|Author(s):||Mitchell P. Marcus, Beatrice Santorini, Mary Ann Marcinkiewicz, Ann Taylor|
|LDC Catalog No.:||LDC99T42|
|Data Source(s):||telephone speech, newswire, microphone speech, transcribed speech, varied|
|Application(s):||parsing, natural language processing, tagging|
LDC User Agreement for Non-Members
|Online Documentation:||LDC99T42 Documents|
|Licensing Instructions:||Subscription & Standard Members, and Non-Members|
|Citation:||Marcus, Mitchell, et al. Treebank-3 LDC99T42. Web Download. Philadelphia: Linguistic Data Consortium, 1999.|
This release contains the following Treebank-2 Material:
- One million words of 1989 Wall Street Journal material annotated in Treebank II style.
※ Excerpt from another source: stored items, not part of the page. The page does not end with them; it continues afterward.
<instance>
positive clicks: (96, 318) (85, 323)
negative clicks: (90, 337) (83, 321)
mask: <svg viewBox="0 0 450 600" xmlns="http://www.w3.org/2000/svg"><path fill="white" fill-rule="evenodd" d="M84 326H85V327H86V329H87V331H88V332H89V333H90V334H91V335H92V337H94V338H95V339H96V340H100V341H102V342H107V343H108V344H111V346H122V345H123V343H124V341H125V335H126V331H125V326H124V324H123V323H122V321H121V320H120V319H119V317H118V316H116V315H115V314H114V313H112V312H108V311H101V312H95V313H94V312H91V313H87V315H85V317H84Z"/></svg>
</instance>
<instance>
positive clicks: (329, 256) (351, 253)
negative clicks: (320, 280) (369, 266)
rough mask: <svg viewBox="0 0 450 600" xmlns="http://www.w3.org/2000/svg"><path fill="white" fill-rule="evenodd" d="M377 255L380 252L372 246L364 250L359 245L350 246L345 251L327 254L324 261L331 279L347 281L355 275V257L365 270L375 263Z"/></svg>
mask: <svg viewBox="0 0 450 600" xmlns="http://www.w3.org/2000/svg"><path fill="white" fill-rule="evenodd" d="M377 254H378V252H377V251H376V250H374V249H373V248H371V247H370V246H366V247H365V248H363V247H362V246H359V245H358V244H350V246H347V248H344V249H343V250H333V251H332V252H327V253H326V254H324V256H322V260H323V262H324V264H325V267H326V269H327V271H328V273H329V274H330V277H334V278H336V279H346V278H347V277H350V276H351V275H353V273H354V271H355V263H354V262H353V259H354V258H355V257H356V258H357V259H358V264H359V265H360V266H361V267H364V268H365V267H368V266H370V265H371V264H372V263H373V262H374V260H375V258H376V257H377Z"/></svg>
- A small sample of ATIS-3 material annotated in Treebank II style.
- A fully tagged version of the Brown Corpus.
and the following new material:
- Switchboard tagged, dysfluency-annotated, and parsed text
- Brown parsed text
The Treebank bracketing style is designed to allow the extraction of simple predicate/argument structure. Over one million words of text are provided with this bracketing applied.
The Penn Treebank (PTB) project selected 2,499 stories from a three year Wall Street Journal (WSJ) collection of 98,732 stories for syntactic annotation. These 2,499 stories have been distributed in both Treebank-2 (LDC1999T42) and Treebank-3 (LDC1999T42) releases of PTB. Treebank-2 includes the raw text for each story. Three "map" files are available in a compressed file (pennTB_tipster_wsj_map.tar.gz) as an additional download for users who have licensed Treebank-2 and provide the relation between the 2,499 PTB filenames and the corresponding WSJ DOCNO strings in TIPSTER.
After publication, it was discovered that not all of the postscript (*.ps) files had been converted to pdfs and that some of the converted pdfs contained errors. For pdf copies of the documentation files, please go to addenda for a list of the files available.
As of October 5, 2016 252 wsj files from Treebank-2 were added that were previously missing.
As of February, 2017, 2,499 "raw" wsj files were added from Treebank-2 (LDC95T7).
Corpus downoads after these dates will include these missing files.